There was nothing below, no rope or ladder, and apparently no other rooms on either side.
In the distance: mountains, snow, wild beasts, the cousin of that fucker who’d slashed at his neck.
Ah, not again, he thought, forcing his hand back down from the obvious thematic symmetry.
Pushing the curtain aside, Sila moved over to the bed and sat down. It was impressively soft, almost sucking him into a makeshift hole, and lying down seemed to be not the worst thing he could do.
So he did it.
Give it five minutes and I’ll go and look for him, Sila told himself as he shuffled up the bed to the giant pillows with loose feathers sneaking out.
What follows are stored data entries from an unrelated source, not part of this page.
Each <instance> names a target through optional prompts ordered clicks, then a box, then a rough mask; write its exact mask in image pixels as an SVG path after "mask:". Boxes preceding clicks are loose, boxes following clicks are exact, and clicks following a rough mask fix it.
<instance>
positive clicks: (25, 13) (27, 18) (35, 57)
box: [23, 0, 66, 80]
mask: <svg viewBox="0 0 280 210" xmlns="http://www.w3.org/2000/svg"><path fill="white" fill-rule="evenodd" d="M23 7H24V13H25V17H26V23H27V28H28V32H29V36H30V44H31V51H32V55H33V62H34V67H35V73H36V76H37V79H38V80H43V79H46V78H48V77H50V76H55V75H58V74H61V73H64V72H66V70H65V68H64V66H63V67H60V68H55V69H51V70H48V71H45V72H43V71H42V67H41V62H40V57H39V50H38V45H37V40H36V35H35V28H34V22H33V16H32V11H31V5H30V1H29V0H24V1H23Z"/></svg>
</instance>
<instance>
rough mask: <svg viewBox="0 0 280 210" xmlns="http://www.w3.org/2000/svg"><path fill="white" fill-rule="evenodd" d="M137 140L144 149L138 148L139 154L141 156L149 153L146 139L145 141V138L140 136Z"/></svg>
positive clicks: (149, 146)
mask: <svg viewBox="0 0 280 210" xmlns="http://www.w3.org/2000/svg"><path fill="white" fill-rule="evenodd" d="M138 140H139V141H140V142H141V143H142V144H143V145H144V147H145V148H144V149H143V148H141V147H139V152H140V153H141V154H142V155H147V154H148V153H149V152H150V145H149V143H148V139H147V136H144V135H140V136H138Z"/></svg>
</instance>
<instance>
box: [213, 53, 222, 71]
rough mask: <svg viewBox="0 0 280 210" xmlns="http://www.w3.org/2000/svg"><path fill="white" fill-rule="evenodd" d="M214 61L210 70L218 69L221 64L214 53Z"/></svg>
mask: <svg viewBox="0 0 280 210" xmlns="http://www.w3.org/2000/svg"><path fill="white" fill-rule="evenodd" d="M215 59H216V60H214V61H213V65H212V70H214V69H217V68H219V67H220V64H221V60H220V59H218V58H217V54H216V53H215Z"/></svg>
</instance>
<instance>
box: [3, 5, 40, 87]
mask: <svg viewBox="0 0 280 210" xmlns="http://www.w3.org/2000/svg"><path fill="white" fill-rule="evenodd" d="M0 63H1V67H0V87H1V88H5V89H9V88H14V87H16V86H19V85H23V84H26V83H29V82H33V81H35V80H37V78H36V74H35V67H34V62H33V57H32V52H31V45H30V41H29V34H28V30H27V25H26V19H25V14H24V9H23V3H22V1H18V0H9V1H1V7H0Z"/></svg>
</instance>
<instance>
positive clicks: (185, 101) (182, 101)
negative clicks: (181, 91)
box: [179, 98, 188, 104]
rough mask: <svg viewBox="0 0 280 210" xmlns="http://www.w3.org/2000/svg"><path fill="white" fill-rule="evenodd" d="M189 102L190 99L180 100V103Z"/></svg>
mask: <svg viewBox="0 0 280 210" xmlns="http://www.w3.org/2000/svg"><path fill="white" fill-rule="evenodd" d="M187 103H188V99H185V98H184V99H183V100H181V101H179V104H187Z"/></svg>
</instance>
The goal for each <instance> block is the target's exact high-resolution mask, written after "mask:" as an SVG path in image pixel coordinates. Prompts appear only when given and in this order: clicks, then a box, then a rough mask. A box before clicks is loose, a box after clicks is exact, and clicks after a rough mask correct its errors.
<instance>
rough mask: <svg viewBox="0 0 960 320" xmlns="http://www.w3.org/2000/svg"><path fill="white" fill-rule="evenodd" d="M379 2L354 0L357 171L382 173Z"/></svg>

Probably went into one of those secret tunnels. Like he did with Veronika. When they were courting.
Sila breathed in through one nostril, the other blocked, and stretched his neck back so he could see the painting on the wall.
No, that wasn’t it.
Kurzsan had used the secret tunnel to come in here.
To rape her.
Sila closed his eyes then pressganged them open again, letting out a gigantic yawn.
He’d raped her here, on this same bed.
Cos he was a rapist.
A terrible man.
Not even hum…
His eyelids gave up and the image of the rigid Veronika looming above narrowed until everything was dark and deep and formless again.